Sunday, October 24, 2004

191 Clear the Clutter for Christ

For 34 years we lived in a lovely, two-story home on a beautiful street. This house had no basement and no attic, and very few closets; the two car garage was so tidy (thanks to my husband) we had room for two cars. We added closets to the house and did not allow clutter, not even in the garage. I made regular contributions to various clothing and household goods drives by the Kidney Foundation and Lutheran Social Services. Now we live in a condo that has basement storage, walls with built-in book shelves, a larger garage and an attic over the garage. Yes, now we are developing a clutter problem.

That happens to churches too. Stuff. It's the golden calf of the modern church. Here's an item from Builder's Newsletter on how to improve your physical worship space for under $1,000:

"You can improve your worship space without spending a lot of money. Consider these ways to get a lot of impact with a little investment:

• Update Lighting Fixtures

• Focus Light on the Primary Symbols

Clean Out the Clutter

• Remove Extraneous Furnishing

• Remove Seldom Used Seating

• Take Up the Carpet

• Vest for the Liturgical and Natural Season "
Builder's Newsletter

Earlier in the year our congregation focused on the best seller, The Purpose Driven Life by Rick Warren. It was a sermon series, our SALT groups used it, our women's groups used it, the adult Sunday School used it and individuals used it.

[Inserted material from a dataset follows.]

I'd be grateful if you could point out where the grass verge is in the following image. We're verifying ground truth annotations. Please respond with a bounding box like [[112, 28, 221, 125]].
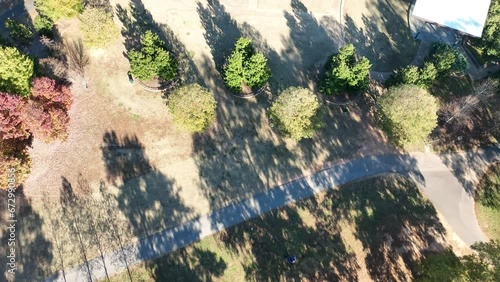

During the course of the study (several months), huge banners with the themes from Warren's book began to appear, hanging from the ceiling in the narthex/fellowship hall. They didn't mix well with the flags of nations and mission posters from an earlier theme and the seasonal decorations that various ministries put up. But they all are still there, fighting for the eye and mind of the members and visitors on their way to worship on Sunday, small groups meetings during the week, or weddings and funerals. They have become very bad, monotonous wallpaper. No one even notices or reads them now--except first timers, and I doubt that they find them spiritual. But this sort of mindless clutter is an ugly and common fact of almost every Protestant church in which I've ever worshipped.

The gallery space we use for art shows is littered with posters and signage for Sunday School. When the choir gives a concert, posters are plastered everywhere--even inside bathroom stalls and over mirrors in the ladies room. Although we have numerous bulletin boards, the ministry that oversees that decorates them, so there is no place for other ministries to post their information that week or month. There is a constant "real estate" battle, and if you hang your announcement in the wrong place, someone will take it down. Last week I stopped at a bulletin board that had four identical posters announcing an event--all for an event the previous week. Thus, the posters and memos start appearing on the walls, where the tape pulls off the paint or leaves a residue. The glass doors are considered just additional billboard space.

Today a member came up to me after church and told me how much she enjoys looking at the oil painting of the sheep beneath a large tree in a meadow, painted by local artist, Debbi VerHulst. It is hanging on a brick wall as you enter the sanctuary. It is peaceful and scriptural. And no one has hung a poster on the wall to compete with it.